Eventually, the training scenes between Luke and Yoda began, and they reach the part where Yoda encourages Luke to enter this tree which leads him to fight Darth Vader, or at least the appearance of Darth Vader.
It’s all in his head, but they do fight, and when Luke takes him out and removes his mask he sees his own face. The kids don’t really react to this, it’s like they see that kind of thing all the time. Which they don’t, right? Which is very annoying, but that’s on me, and I accept it, mostly, but at first, I’m feeling, and acting, like my dad, “did you see that, and how fucked-up it was,” but nothing, no reaction.
And then I think, this is a teachable moment, and it’s not that I plan them, they just happen, which I suppose is what every helicopter parent everywhere says to justify their behavior.
But there I am, so wrapped-up in the kids, especially Myles, who is my very own Jedi warrior, and who I believe like Luke Skywalker is at battle with himself, his destiny, his father, and who he will become.
I should note here, that it didn’t occur to me at that moment, that I might in fact be projecting my own personal battles onto Myles, the battles with my own past and who I am, how to parent, my own father’s parenting, and all that.

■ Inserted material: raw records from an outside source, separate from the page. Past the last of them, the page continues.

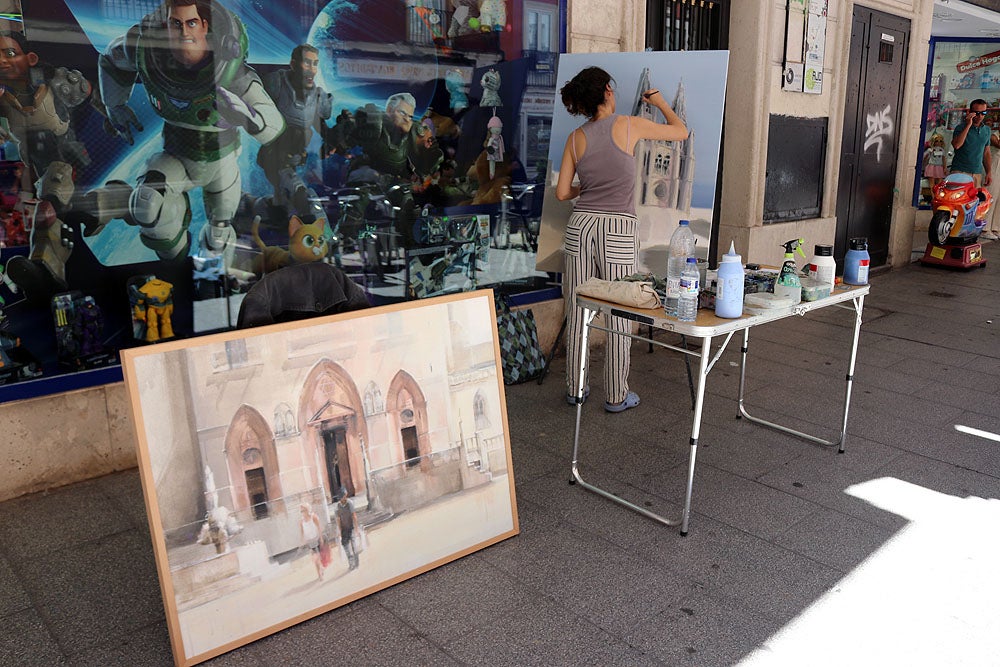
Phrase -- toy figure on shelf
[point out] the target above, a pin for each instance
(89, 326)
(38, 102)
(306, 108)
(491, 89)
(203, 89)
(464, 19)
(458, 98)
(152, 306)
(494, 144)
(16, 362)
(492, 15)
(935, 160)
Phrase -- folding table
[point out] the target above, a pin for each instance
(708, 327)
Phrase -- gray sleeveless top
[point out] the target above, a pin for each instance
(607, 173)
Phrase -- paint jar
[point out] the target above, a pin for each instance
(856, 262)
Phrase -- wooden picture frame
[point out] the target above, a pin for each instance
(402, 407)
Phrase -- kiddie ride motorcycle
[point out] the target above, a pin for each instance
(960, 210)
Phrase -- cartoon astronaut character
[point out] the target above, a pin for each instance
(306, 108)
(191, 58)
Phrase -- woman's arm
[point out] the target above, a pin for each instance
(565, 189)
(674, 128)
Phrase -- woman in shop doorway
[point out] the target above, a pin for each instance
(601, 233)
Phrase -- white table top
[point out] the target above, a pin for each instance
(707, 324)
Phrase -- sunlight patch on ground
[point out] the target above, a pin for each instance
(928, 596)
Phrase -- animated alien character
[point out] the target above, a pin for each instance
(306, 108)
(205, 92)
(393, 146)
(392, 143)
(38, 102)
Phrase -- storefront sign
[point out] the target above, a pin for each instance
(392, 70)
(978, 61)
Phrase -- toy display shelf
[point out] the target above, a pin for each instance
(55, 384)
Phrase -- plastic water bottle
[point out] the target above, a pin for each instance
(729, 287)
(681, 248)
(687, 302)
(856, 262)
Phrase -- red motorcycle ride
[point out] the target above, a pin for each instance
(960, 210)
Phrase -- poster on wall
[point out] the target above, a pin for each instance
(675, 180)
(815, 47)
(294, 468)
(795, 39)
(191, 147)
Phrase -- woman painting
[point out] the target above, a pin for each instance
(601, 233)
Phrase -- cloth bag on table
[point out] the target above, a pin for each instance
(520, 354)
(627, 293)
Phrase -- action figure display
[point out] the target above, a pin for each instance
(152, 302)
(494, 144)
(38, 102)
(203, 89)
(491, 89)
(306, 108)
(79, 328)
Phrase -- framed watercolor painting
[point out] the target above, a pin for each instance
(291, 469)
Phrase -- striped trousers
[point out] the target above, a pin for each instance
(601, 245)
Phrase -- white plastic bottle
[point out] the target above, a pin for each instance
(823, 266)
(729, 286)
(687, 302)
(681, 248)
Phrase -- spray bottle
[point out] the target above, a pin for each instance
(788, 283)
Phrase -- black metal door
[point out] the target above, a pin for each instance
(872, 111)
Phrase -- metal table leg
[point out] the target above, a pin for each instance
(859, 304)
(699, 404)
(588, 316)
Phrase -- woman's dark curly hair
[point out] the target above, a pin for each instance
(585, 92)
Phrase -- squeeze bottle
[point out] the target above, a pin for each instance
(823, 266)
(729, 285)
(856, 262)
(788, 284)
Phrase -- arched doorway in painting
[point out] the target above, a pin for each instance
(334, 415)
(335, 451)
(408, 406)
(253, 464)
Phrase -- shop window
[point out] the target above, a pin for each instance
(380, 169)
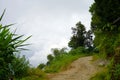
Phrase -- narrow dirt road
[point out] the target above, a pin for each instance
(81, 69)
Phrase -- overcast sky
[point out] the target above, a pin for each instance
(48, 21)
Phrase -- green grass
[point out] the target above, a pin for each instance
(102, 75)
(61, 63)
(35, 74)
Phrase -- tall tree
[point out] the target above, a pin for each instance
(78, 37)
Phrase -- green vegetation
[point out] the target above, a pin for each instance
(105, 26)
(11, 44)
(62, 61)
(35, 74)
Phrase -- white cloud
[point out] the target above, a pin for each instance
(48, 21)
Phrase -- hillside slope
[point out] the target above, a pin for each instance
(81, 69)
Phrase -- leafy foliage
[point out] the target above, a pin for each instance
(78, 37)
(10, 43)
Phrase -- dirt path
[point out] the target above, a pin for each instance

But not even Yoda is that self-aware, is he? And no, please don’t answer that either.
“Myles,” I say, “do you see how they’re trying to show that Luke Skywalker is in essence fighting himself, that he is conflict about who he is and who he might be?”
“Do you get that,” I say, “and does that speak to you in any way?”
Again, nothing, not at first, but then after a moment, Myles looks at me really seriously, and I’m waiting, and I’m wondering what profound thing he is going to say.
“So when do Luke and Princess Leia realize that even though they’ve been kissing they’re actually brother and sister?” he asks me.
“Do you don’t want to respond to my comment first,” I say, hoping, thinking that the scene must have had some kind of impact.
“No,” he says smiling, “when do they find out?”
“Soon,” I say. “It’s all coming soon.”
Which it is, all of it, not that I know exactly what’s coming soon, or what it will look like.